Por Ignacio Hernández Meneses

“¡Polvo eres y en polvo te convertirás!”, así con esta cita, el padre Ángel Cuevas Gutiérrez, párroco de Nuestra Señora de Guadalupe Reina de México, impuso a algunos creyentes el signo de la cruz que marcó el inicio de la cuaresma a partir de ayer, Miércoles de Ceniza.

Con sus manos tiznadas, pedía a los feligreses a estar dispuestos a realizar un cambio espiritual para el bienestar de sus semejantes. “Polvo eres y en polvo te convertirás”, repetía una y otra vez a todos y cada uno de los guadalupanos que hicieron una larga fila en esta iglesia ubicada en avenida Universidad.

En su homilía de este mediodía, el presbítero hizo un llamado a que los creyentes se reconcilien con Dios. “Son días de guardar, perdonar, aún en medio de la violencia. Es tiempo de reconversión”, enfatizó.

Durante la misa, reconoció a los files que realizan obras de caridad, y oró por los que ayudan, “a los que sirven sin interés, a los que colaboran con entusiasmo e iniciativa sin pregonar”.

Llamó a ayunar, a acercarse a Dios, a hacer el bien común, “también es tiempo de reconversión”.

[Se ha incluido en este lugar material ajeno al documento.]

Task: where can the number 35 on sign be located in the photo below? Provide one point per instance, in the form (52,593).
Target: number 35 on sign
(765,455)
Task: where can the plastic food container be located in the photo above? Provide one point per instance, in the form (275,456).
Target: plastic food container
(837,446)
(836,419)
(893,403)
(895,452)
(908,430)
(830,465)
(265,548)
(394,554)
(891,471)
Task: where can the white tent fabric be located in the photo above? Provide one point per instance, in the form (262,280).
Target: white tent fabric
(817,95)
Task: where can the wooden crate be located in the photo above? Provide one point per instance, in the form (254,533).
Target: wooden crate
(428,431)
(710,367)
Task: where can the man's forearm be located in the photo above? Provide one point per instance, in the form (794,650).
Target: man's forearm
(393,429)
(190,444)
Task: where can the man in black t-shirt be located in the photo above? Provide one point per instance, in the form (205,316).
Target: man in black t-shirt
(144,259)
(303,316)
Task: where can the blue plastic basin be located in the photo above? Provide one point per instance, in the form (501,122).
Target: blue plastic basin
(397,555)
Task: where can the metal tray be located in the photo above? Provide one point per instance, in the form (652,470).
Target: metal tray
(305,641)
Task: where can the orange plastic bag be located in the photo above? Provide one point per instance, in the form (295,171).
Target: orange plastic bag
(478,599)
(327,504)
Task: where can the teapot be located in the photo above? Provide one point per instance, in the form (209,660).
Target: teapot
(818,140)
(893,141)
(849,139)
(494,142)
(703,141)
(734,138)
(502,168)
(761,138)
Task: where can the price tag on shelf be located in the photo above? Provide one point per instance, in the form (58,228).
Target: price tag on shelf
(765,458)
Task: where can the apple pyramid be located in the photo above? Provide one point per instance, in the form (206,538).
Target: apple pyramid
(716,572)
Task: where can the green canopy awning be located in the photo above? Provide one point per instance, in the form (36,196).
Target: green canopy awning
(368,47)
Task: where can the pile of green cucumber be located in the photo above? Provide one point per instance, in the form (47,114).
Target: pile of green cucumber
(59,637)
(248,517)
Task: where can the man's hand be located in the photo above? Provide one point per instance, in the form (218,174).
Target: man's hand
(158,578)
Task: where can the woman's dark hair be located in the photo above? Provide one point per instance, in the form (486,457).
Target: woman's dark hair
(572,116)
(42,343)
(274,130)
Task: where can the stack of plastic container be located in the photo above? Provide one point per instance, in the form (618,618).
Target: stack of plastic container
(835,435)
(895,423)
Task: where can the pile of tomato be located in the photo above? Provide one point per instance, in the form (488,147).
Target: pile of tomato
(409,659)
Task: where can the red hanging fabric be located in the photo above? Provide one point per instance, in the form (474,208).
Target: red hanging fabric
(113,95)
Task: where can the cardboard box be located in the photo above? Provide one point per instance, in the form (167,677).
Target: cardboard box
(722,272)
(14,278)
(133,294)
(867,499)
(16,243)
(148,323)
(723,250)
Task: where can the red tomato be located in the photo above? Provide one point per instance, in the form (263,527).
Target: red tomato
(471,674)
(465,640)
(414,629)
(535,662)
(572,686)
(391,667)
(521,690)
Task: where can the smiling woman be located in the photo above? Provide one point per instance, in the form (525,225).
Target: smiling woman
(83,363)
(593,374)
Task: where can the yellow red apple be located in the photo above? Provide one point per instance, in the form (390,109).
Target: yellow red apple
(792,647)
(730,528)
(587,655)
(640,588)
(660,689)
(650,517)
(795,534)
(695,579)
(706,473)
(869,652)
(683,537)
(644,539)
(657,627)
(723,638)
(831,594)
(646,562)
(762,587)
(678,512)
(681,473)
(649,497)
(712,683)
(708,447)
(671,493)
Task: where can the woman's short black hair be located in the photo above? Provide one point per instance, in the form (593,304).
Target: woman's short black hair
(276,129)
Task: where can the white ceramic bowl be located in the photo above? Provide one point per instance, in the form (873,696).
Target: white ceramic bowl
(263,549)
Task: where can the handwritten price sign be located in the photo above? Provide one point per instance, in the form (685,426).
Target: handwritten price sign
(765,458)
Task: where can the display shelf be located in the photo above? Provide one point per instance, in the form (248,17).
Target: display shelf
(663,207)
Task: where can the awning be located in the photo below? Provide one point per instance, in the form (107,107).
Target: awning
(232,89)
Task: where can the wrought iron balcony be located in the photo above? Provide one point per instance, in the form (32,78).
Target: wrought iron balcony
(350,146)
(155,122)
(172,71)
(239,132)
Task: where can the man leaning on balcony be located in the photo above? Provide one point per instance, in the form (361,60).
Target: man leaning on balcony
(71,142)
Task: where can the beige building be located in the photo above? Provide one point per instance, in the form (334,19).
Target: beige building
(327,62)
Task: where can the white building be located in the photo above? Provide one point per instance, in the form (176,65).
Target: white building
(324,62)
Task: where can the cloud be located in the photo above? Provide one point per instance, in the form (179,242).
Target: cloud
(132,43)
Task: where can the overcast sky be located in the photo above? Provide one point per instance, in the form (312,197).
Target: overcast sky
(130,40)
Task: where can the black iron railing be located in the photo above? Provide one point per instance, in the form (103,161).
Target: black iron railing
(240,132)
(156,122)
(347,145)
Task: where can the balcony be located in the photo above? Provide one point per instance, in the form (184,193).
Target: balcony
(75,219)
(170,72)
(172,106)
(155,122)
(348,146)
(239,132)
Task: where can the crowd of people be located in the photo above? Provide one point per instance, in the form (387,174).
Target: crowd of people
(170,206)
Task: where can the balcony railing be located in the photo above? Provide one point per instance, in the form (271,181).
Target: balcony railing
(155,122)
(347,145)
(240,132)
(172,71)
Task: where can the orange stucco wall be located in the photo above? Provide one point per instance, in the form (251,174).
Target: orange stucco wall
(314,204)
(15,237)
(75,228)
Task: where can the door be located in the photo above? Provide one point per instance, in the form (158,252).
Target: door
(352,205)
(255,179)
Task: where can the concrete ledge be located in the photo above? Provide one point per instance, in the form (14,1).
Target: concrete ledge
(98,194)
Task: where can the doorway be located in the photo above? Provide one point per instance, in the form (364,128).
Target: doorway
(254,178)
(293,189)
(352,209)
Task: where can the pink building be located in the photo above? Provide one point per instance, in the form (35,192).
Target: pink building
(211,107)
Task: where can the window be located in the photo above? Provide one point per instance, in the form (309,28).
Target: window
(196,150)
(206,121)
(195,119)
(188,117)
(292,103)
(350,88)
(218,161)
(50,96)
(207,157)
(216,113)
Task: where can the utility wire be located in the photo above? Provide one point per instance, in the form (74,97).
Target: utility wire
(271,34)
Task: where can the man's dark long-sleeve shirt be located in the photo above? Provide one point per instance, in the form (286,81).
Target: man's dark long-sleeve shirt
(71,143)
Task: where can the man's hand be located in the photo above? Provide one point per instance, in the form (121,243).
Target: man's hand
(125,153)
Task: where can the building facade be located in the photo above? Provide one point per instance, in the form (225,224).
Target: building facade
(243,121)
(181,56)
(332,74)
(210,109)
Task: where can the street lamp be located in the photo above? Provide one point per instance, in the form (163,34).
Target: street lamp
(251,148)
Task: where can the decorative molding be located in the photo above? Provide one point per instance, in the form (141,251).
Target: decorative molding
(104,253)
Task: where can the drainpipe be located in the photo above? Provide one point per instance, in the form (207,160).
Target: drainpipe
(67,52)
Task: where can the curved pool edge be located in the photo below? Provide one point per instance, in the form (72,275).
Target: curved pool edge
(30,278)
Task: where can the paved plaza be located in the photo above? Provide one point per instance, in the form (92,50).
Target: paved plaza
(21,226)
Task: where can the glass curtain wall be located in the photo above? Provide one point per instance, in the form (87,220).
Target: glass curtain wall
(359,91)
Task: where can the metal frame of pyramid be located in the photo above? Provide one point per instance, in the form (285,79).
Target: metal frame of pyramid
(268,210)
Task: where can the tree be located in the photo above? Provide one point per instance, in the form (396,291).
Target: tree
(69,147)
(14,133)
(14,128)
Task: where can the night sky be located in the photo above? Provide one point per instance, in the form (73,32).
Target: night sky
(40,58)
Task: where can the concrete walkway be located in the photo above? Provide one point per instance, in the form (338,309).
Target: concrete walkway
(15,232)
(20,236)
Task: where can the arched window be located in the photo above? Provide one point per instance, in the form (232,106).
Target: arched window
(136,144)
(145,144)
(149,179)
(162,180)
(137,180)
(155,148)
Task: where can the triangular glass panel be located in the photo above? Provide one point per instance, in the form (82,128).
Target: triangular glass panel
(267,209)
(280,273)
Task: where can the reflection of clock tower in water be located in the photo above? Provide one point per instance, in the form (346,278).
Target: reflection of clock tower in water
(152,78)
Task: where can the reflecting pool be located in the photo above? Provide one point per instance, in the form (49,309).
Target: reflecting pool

Entrevistado por Enfoque Informativo justo al pie del altar, el padre Ángel también dijo que se mantiene la fe, que la gente iba a estar llegando durante todo el día, “ahorita se ve poca gente, y es que mucha gente está trabajando ahorita pero ya que salgan vienen a tomar ceniza”.

El rito

Para los católicos, el Miércoles de Ceniza marca el inicio de la Cuaresma, una temporada que dura 40 días antes de la Semana Santa, fecha en la cual se conmemora la Pasión, Muerte y Resurrección de Cristo.

La tradición marca que la Iglesia Católica realiza la quema de palmas y estampas de santos, cuya ceniza es colocada en la frente de los católicos y  representa la destrucción de los errores cometidos.

En sus inicios la ceremonia se llevaba a cabo en domingo, para ajustarse a los 40 días antes de Semana Santa, sin embargo, nunca se ayunó en domingo, por ser visto como un día de fiesta consagrado a la celebración del Día del Señor.

Por esta razón y para respetar los domingos se agregaron cuatro días más a la Cuaresma. Así la celebración pasó de Domingo a Miércoles de Ceniza, representando los 40 días que Jesús pasó en el desierto, los 40 días que duró el diluvio, los 40 años que duró la marcha del pueblo israelita por el desierto y los 400 años que duró la estancia de los judíos en Egipto.